American Base Hospital No. 57 was an American military hospital formed in Georgia, United States. During the First World War the hospital moved to Paris, where a 1,800-bed hospital was set up to deal with war casualties.

==History==
The United States declared war on Germany on April 6, 1917, during World War I. At Fort Oglethorpe, Georgia, the American military set up a Medical Officers Training Camp (MOTC) called Camp Greenleaf. Authorized in May 1917 until it was decommissioned in December 1918, the camp trained 6,640 officers and 31,138 enlisted men.

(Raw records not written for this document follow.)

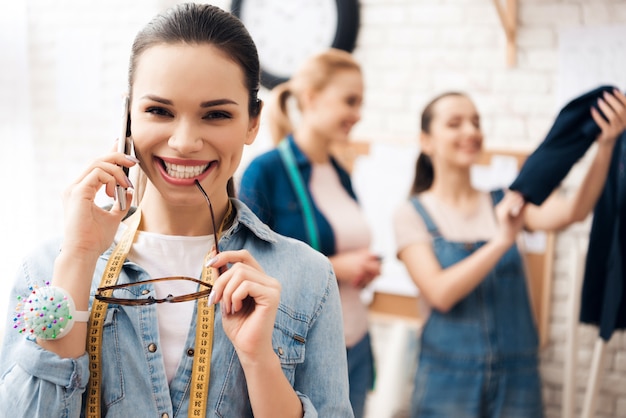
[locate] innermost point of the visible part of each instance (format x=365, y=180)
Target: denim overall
x=480, y=359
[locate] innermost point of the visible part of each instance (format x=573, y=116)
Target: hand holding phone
x=123, y=145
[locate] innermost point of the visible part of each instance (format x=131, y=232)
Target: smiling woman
x=275, y=342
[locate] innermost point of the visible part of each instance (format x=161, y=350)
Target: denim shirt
x=265, y=187
x=307, y=338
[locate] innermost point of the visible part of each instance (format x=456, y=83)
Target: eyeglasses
x=150, y=300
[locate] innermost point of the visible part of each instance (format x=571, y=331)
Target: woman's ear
x=426, y=145
x=253, y=125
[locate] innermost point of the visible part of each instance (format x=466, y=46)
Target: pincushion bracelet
x=47, y=313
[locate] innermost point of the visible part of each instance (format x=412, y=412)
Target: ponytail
x=424, y=174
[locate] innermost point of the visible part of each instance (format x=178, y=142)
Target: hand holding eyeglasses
x=248, y=299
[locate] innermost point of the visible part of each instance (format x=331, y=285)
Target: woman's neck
x=192, y=219
x=453, y=186
x=315, y=147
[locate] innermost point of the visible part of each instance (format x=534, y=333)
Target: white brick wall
x=410, y=51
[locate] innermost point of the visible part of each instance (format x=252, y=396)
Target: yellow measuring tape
x=204, y=329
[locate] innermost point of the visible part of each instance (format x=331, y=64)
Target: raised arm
x=444, y=287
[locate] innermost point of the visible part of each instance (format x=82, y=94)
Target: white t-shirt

Among some units were the doctors and staff of Base Hospital No. 57. The members of the hospital were organized on April 2, 1918. Most of the men were drafted from Oil City, Pennsylvania. After training they shipped to Camp Merritt, New Jersey where they embarked on the Madingo on July 31, 1918. After stopping briefly in England they boarded the Londonderry and landed in France on August 21, 1918. They moved around France until on September 16, 1918 it was ordered to Paris where they took over 1,800 beds in a large school building in Paris. During the offensives of 1918, the hospital had as many as 2,000 patients. From taking over the Paris school in September 1918 to when the unit left France on August 13, 1919, the hospital unit treated 8,505 surgical and medical cases, and 7,292 dental cases.

Of the nineteen members of the Siamese Expeditionary Forces who lost their lives during their WWI deployment, eleven died in hospitals. In February 1919 five of these hospital-bound Thai soldiers died at the American Base Hospital No. 57 in Paris.

The unit returned to America on August 22, 1919, aboard the Kaiserin Augusta Victoria, and was demobilized soon after.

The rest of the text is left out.